Preliminary results show that the auditory memory of the Edublox group improved significantly, especially auditory memory for numbers. The ‘Number Memory Forward’-sub-test is designed to show how well a student can retain simple sequences of auditory information. Number sequences of increasing length are read to the student, who is to repeat them. Testing is discontinued when the student makes three consecutive mistakes.
Previous research on the Edublox programs as a cognitive development intervention has indicated significant improvement in other areas that contribute in the learning process. This includes a 2013 study by Dr. Jaidan Mays, at the time an M.Tech. student at the University of Johannesburg. Using the Test of Visual Perceptual Skills as measure, he found a significant improvement in visual memory – from 6.2 to 7.5 years – following an intensive one-week program of 22.5 hours.
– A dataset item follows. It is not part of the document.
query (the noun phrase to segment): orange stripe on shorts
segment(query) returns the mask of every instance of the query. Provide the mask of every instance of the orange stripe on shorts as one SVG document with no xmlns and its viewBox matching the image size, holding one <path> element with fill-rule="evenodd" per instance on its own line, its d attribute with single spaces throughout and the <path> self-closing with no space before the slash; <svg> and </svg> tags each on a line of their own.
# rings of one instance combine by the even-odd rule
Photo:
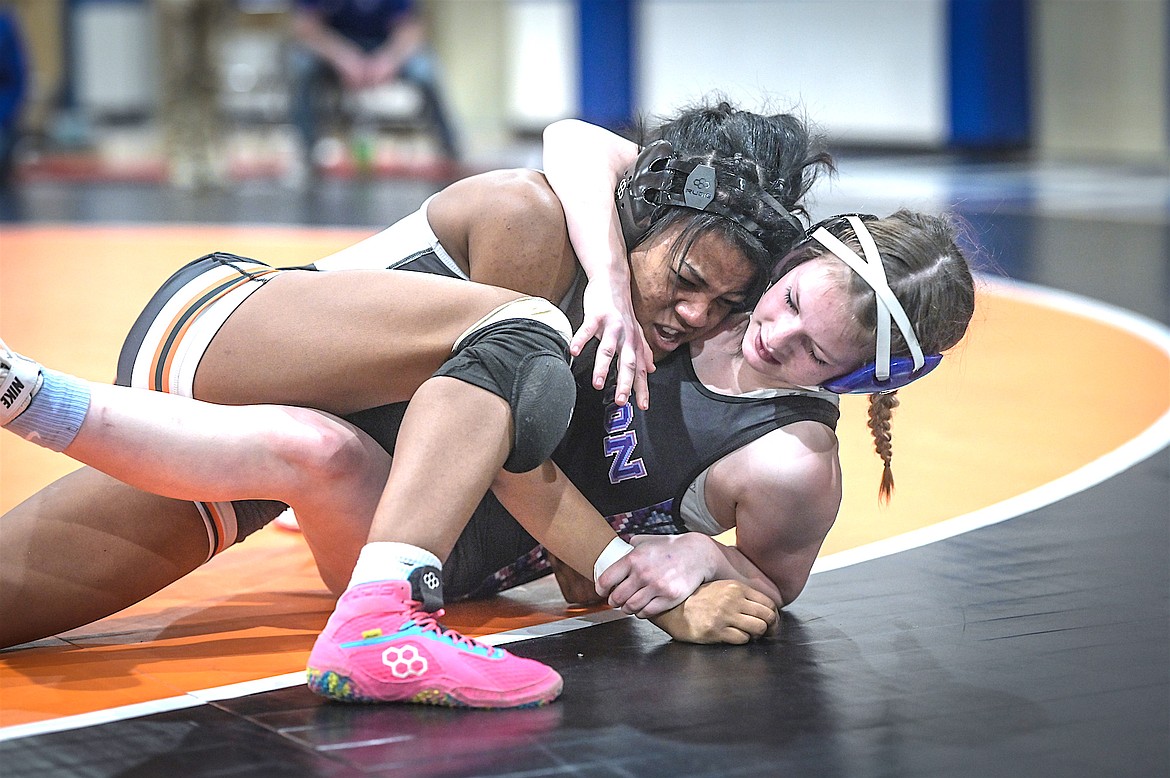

A one-week Edublox program was also presented in Singapore to 27 learners, ages 10 to 12; the control group comprised of 25 students. The results of the pre- and post-tests were analysed by the Centre for Evaluation and Assessment in the Faculty of Education at UP. Results of the study showed a significant improvement in focused attention, which is the ability to selectively concentrate on one aspect of the environment while ignoring other things.
“Edublox is committed to assist children to read, learn, achieve and succeed by improving their cognitive abilities,” says managing director, Henk du Plessis. “We are pleased to add the encouraging research results about auditory memory to our current research archive as further evidence that the cognitive skills exercises in our program are effective tools in helping children achieve academic success.”